Je suis quelque peu perdu avec les définitions kantiennes... 

Dans le début de la Logique transcendantale Kant écrit que notre connaissance a deux sources, à savoir:
- La sensibilité qui nous donne des représentations
- L'entendement qui nous permet de penser l'objet par l'intermédiaire justement de ces représentations

Ce que je conçois assez correctement. J'avais récupéré juste avant de commencer je ne sais plus où une autre version sur un support d'aide à la lecture de la critique. Selon celui-ci, il y aurait trois sources de connaissances: la sensibilité, l'entendement et la Raison. Ces trois sources engendrent l'intuition, le concept et l'Idée comme savoirs, connaissances.

Ce qui porte à confusion. L'Idée est quelque chose que j'ai d'ailleurs extrêmement de mal à concevoir.

Mais dans l'Introduction, nous avions vu que la Raison fournit les connaissances a priori, et que du coup, la Raison pure fournit les connaissances absolument a priori. Si elle fournit les connaissances, c'est forcément qu'elle est une source de connaissances, non ? Et qu'il y a donc bel et bien trois sources de connaissances.

En retournant à la Logique transcendantale, plus précisément dans l'Analytique transcendantale, lorsque Kant explicite les modalité des jugements, il y ajoute une petite note pour dire que pour ces jugements, ce serait comme si la pensée était, dans le cas des jugements problématiques, une fonction de l'entendement, dans le cas des jugements assertoriques, une fonction de la faculté de juger, et dans le cas des jugements apodictiques, une fonction de la Raison.

Cela remet en question pas mal de choses.

Au début de l'Analytique des concepts, il écrit lui-même que: l'entendement en général peut-être représenté comme un pouvoir de juger. Donc c'est en général une faculté de juger. En général. Ce prédicat a-t'il une importance ? L'entendement est-il en partie une faculté de juger, mais pas entièrement ?
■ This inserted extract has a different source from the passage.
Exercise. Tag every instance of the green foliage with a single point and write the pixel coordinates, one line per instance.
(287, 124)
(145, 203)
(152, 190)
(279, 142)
Au vu des jugements considérés dans la note (p160 dans l'édition Flammarion, trad. Alain Renaut), ce qui me vient tout de suite à l'esprit quant au vocabulaire employé, et ce à quoi je suis bien obligé de m'attacher comme réponse pour pouvoir continuer, est:
- Les jugements problématiques sont des faits possibles, propres donc à l'entendement dans sa globalité (tâtonnement ??)
- Les jugements assertoriques sont des faits contingents, simplement constatés, donc ils sont considérés comme réels, comme des données "fiables", et sont propres à la faculté de juger, c'est-à-dire utilisables par cette partie de l'entendement
- Les jugements apodictiques sont une vérité nécessaire, on touche donc à l'a priori. Donc selon la définition selon laquelle la Raison fournirait les connaissances a priori, ceux-ci paraissent naturellement propres à la Raison.
Mais comme vous pouvez le constater, même si c'est ce à quoi je m'attache pour pouvoir continuer mon étude personnelle de la Critique, cela reste de toute manière insuffisant, aussi vrai (ou faux !!) que ce soit.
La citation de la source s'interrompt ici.